Apple CEO Tim Cook told US National Public Radio earlier this week he had not heard of the app, but would “take a look at it.”

US Senator Ron Wyden has called on both Apple and Google to remove the app, arguing on Twitter that it promotes “abusive practices against women.”

Portraits of Saudi King Salman (R) and his son Crown Prince Mohammed bin Salman (MBS) in Riyadh one day before the Future Investment Initiative FII conference that will take place in Riyadh from 23-25 October (FAYEZ NURELDINE / AFP)

Under Saudi law, women must have consent from a husband or immediate male relative to renew passports or leave the country.

The ministry criticized what it called a “systematic campaign aimed at questioning the purpose of the services.”

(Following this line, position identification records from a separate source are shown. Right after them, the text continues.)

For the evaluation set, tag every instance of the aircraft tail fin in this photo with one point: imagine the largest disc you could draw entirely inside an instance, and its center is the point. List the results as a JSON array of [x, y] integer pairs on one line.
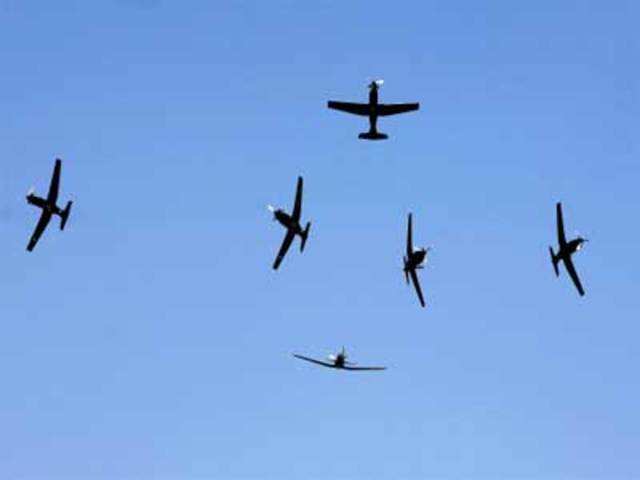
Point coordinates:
[[554, 261], [64, 216], [373, 136], [305, 235], [406, 270]]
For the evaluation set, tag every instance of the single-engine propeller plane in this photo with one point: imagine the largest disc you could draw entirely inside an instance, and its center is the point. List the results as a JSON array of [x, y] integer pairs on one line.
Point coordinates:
[[413, 261], [292, 224], [48, 206], [566, 250], [373, 110], [338, 361]]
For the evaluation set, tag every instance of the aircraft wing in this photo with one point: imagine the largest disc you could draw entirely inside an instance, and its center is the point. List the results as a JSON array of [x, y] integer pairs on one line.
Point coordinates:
[[409, 237], [40, 227], [52, 197], [562, 240], [364, 368], [416, 283], [313, 360], [568, 263], [355, 108], [286, 243], [395, 108], [297, 206]]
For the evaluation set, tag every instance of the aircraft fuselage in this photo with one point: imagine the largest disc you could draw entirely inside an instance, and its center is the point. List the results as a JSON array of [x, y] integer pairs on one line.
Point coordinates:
[[373, 107], [571, 247], [43, 204], [286, 221], [416, 258]]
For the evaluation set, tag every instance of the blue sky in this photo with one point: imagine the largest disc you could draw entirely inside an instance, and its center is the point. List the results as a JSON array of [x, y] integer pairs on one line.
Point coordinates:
[[153, 340]]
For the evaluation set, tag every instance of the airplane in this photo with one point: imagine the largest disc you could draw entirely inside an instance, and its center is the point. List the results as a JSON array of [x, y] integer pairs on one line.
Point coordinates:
[[373, 110], [292, 224], [566, 250], [339, 362], [413, 261], [48, 206]]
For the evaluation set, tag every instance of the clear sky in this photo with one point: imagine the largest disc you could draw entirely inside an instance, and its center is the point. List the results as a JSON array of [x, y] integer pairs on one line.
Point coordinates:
[[151, 339]]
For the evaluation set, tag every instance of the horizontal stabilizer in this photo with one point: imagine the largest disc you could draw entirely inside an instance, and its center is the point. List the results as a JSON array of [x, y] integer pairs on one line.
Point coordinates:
[[373, 136]]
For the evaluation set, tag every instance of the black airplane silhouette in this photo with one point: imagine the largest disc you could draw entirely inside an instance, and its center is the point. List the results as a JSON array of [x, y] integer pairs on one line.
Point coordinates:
[[373, 110], [48, 206], [565, 250], [338, 361], [413, 261], [292, 224]]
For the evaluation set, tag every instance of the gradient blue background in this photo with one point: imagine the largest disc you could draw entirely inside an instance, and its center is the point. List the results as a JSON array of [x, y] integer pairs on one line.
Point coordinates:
[[153, 340]]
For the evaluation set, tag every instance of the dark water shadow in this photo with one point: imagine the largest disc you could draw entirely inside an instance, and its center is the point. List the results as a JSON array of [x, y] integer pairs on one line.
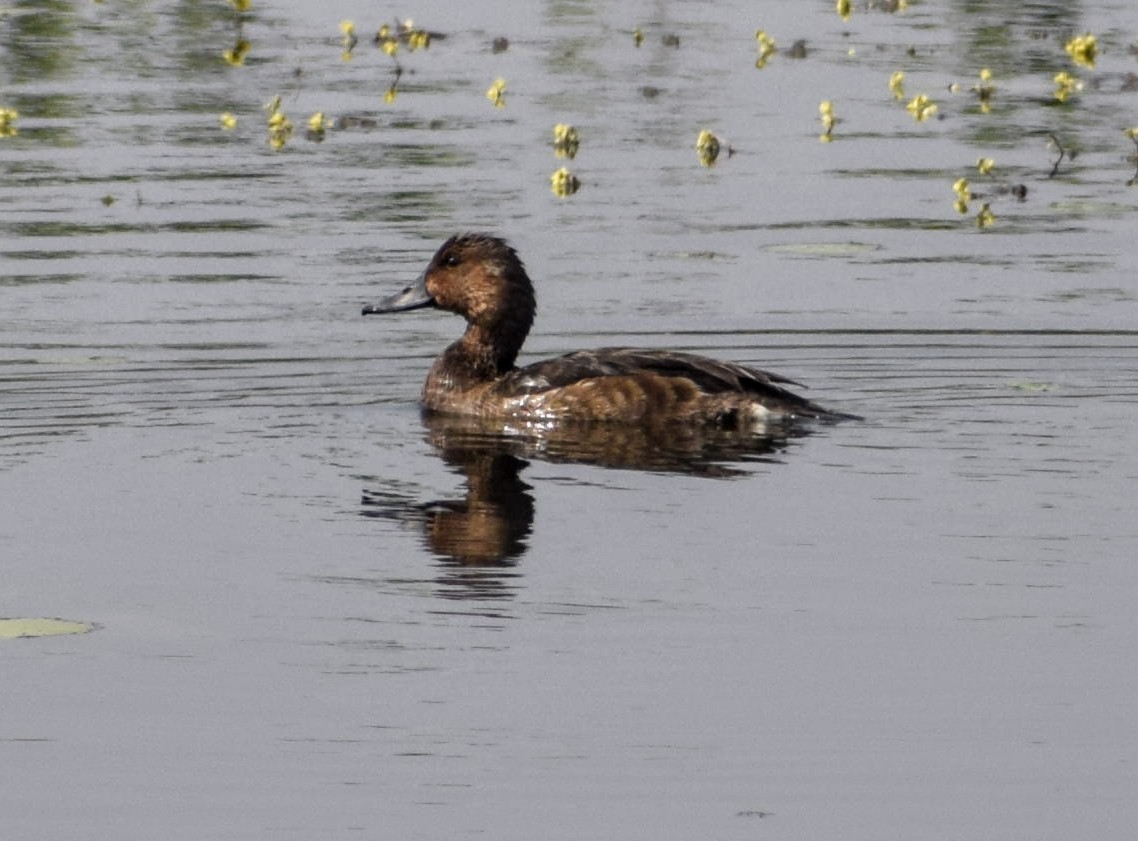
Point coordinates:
[[479, 538]]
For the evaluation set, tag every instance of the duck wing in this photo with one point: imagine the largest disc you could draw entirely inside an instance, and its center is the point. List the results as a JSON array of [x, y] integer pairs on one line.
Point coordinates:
[[710, 376]]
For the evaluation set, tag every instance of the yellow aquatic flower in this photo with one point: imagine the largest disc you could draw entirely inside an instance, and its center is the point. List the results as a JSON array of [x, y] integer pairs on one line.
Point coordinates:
[[767, 48], [563, 182], [1082, 50], [236, 56], [897, 85], [566, 141], [826, 114], [921, 107], [707, 145], [1065, 84], [496, 93], [8, 117]]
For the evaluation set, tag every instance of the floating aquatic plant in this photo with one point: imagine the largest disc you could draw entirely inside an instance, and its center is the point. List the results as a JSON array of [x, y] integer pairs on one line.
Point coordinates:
[[280, 126], [767, 48], [316, 126], [24, 628], [562, 182], [234, 56], [496, 93], [921, 107], [8, 117], [826, 114], [1065, 84], [963, 196], [984, 90], [897, 85], [348, 39], [1082, 50], [566, 141], [707, 145]]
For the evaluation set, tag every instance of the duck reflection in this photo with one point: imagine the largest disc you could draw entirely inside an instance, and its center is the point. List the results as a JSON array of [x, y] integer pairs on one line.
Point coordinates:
[[479, 538]]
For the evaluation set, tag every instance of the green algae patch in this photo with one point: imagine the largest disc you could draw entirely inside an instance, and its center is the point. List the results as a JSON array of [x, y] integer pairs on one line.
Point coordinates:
[[22, 628]]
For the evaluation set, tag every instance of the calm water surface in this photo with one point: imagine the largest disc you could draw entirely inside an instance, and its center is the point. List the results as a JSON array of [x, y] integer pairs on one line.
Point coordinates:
[[320, 617]]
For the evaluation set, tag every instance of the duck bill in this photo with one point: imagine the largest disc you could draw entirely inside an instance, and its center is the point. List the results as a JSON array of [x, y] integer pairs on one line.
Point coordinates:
[[414, 297]]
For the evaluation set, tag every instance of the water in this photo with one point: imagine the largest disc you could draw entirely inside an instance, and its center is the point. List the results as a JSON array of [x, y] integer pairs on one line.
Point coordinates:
[[319, 617]]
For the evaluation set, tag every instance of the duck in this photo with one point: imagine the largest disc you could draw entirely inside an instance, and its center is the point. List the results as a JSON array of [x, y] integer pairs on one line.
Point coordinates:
[[481, 278]]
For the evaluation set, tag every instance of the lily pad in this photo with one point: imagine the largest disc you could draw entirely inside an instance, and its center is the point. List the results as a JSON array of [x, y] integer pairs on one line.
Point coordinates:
[[26, 627]]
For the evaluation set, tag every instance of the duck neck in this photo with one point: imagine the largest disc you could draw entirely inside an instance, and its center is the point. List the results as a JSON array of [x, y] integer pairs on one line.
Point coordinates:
[[481, 355]]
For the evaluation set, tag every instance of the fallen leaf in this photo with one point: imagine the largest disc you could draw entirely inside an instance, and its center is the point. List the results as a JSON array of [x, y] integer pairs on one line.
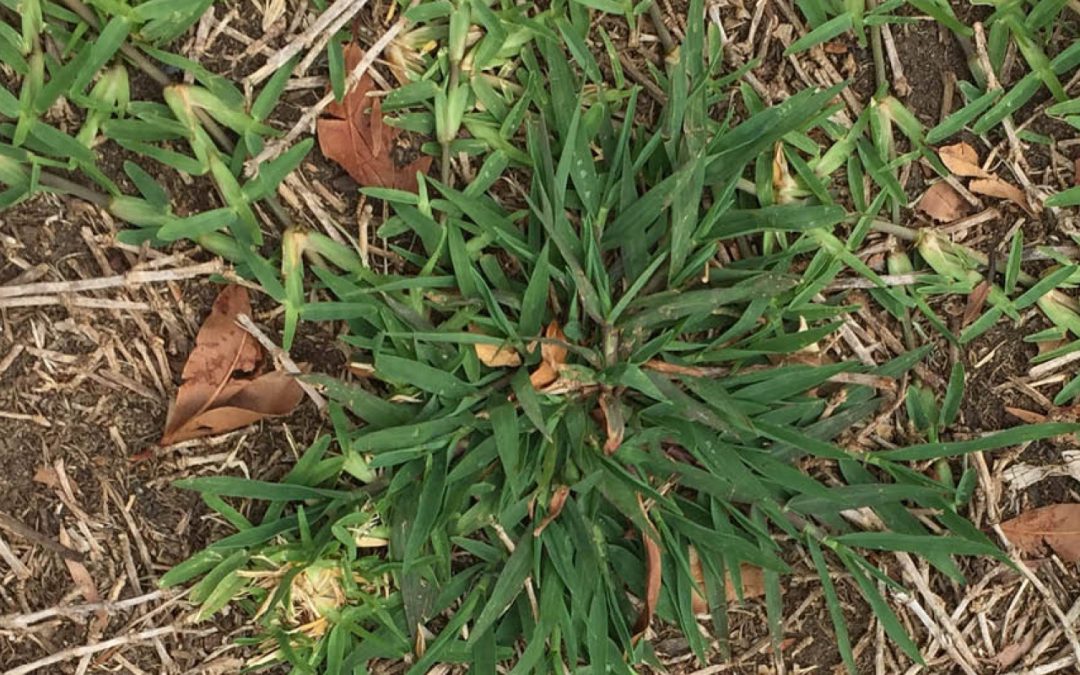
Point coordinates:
[[962, 160], [497, 355], [361, 369], [220, 387], [942, 203], [753, 583], [46, 475], [1026, 416], [355, 137], [1012, 652], [998, 188], [552, 354], [653, 570], [554, 508], [1056, 527]]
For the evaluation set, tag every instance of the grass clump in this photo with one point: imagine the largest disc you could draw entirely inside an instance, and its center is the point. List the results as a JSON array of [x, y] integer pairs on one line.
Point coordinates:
[[594, 399], [570, 399]]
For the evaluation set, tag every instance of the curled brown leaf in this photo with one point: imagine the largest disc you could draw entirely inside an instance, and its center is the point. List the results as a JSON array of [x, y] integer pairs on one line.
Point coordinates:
[[942, 203], [497, 355], [353, 135], [1055, 527], [553, 354], [554, 508], [653, 571], [221, 389]]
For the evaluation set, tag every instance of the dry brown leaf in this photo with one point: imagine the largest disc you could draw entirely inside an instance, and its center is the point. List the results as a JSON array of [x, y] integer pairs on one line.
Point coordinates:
[[753, 581], [220, 389], [359, 142], [1056, 527], [1026, 416], [999, 189], [653, 570], [48, 476], [554, 508], [1012, 652], [497, 355], [942, 203], [552, 354], [962, 160]]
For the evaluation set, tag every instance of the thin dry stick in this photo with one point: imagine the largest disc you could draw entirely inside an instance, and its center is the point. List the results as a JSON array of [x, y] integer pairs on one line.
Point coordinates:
[[73, 300], [1066, 622], [312, 113], [16, 527], [131, 279], [300, 42], [77, 652], [952, 639], [899, 80], [529, 591], [73, 611], [286, 363], [13, 561], [1053, 365], [323, 38]]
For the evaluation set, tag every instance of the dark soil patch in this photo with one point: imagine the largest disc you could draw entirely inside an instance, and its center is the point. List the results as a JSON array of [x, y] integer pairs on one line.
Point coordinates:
[[929, 55]]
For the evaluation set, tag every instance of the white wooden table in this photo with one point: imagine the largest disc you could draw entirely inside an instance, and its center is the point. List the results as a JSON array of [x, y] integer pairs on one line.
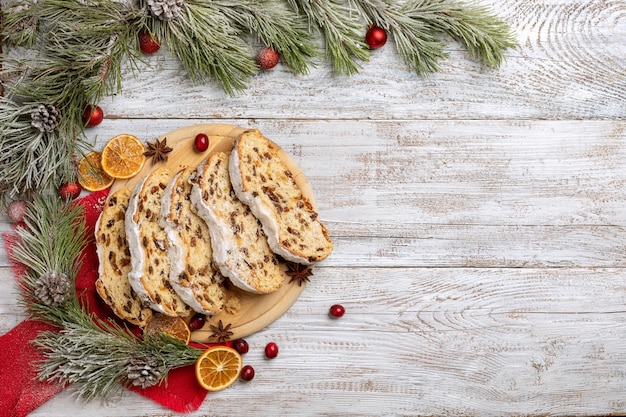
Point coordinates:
[[479, 221]]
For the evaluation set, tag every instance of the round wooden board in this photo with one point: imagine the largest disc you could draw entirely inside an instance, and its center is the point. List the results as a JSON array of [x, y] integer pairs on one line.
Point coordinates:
[[256, 311]]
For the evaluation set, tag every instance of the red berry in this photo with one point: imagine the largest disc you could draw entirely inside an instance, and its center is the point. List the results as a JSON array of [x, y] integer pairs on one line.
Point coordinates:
[[201, 142], [93, 116], [197, 321], [147, 43], [70, 190], [267, 58], [17, 210], [271, 350], [376, 37], [336, 311], [241, 346], [247, 373]]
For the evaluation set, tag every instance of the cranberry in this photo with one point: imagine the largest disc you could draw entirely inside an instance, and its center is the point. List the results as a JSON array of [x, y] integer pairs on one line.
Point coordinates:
[[247, 373], [271, 350], [70, 190], [336, 310], [197, 321], [93, 116], [201, 142], [241, 346]]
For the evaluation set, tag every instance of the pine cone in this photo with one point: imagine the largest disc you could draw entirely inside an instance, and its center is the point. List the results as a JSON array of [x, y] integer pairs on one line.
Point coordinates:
[[144, 372], [45, 117], [52, 288], [166, 9]]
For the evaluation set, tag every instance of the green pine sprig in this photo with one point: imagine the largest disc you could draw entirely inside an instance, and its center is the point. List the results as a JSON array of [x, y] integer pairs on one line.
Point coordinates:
[[52, 239], [276, 26], [32, 161], [419, 27], [342, 30], [207, 44], [93, 356], [89, 353]]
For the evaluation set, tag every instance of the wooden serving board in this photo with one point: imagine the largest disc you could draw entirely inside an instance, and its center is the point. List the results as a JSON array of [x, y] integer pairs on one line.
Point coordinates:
[[256, 311]]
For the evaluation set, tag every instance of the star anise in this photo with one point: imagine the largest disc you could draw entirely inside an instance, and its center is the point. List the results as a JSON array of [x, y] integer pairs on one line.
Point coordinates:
[[299, 273], [220, 332], [158, 150]]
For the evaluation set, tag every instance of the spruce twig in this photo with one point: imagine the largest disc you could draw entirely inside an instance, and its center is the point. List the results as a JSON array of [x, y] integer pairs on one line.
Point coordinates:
[[51, 240], [207, 44], [276, 26], [87, 352], [343, 34], [32, 160], [418, 25]]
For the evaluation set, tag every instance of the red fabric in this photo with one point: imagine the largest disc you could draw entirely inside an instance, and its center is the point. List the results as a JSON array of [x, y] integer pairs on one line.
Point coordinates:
[[22, 392]]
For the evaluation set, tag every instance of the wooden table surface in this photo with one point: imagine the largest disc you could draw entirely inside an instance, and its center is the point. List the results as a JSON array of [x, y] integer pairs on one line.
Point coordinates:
[[478, 216]]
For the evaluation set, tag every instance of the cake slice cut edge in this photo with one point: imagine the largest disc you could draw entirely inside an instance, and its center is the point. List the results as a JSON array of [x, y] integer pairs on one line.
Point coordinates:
[[114, 263], [148, 244], [240, 247], [263, 181]]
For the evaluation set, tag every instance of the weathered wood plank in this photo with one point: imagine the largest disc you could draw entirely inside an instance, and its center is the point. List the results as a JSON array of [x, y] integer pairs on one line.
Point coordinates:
[[434, 341]]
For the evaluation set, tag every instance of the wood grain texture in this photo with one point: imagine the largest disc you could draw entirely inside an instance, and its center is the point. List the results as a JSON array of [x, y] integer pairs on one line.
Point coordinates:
[[478, 220], [570, 64]]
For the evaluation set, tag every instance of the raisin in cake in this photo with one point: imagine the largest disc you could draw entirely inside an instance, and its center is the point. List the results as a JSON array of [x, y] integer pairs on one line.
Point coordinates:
[[193, 275], [239, 245], [263, 181], [148, 245], [114, 261]]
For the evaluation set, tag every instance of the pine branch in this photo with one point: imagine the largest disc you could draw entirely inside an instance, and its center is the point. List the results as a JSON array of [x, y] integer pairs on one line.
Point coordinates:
[[417, 26], [31, 160], [20, 24], [476, 27], [343, 34], [85, 44], [94, 356], [276, 26], [52, 239], [206, 44]]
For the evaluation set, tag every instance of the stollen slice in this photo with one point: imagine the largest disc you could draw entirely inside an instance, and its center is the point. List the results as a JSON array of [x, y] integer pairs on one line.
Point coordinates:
[[150, 260], [240, 247], [264, 182], [193, 274], [114, 262]]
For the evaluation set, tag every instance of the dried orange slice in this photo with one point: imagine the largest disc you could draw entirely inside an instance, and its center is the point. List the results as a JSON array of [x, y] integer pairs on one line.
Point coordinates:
[[218, 368], [173, 326], [123, 156], [92, 177]]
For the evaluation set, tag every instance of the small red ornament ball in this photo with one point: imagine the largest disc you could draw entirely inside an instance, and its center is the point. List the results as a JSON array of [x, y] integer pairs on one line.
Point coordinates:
[[337, 311], [197, 321], [16, 210], [241, 346], [70, 190], [267, 58], [376, 37], [93, 116], [247, 373], [201, 142], [271, 350], [147, 43]]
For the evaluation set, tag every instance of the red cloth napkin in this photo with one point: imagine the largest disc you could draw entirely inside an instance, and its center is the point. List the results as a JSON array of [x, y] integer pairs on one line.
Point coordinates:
[[22, 392]]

It rejected what it described as “attempts to politicize” the tool.

This comes as Saudi Arabia faces intense scrutiny over the shocking murder of journalist Jamal Khashoggi last year, which has renewed criticism of the kingdom’s rights record.

Crown Prince Mohammed bin Salman has garnered international attention with his rapid rise to power and promise of social and economic reforms.

But the kingdom has detained a number of human rights and women campaigners, some of them accused of undermining national security, with scant public information about their whereabouts or the legal status of their cases.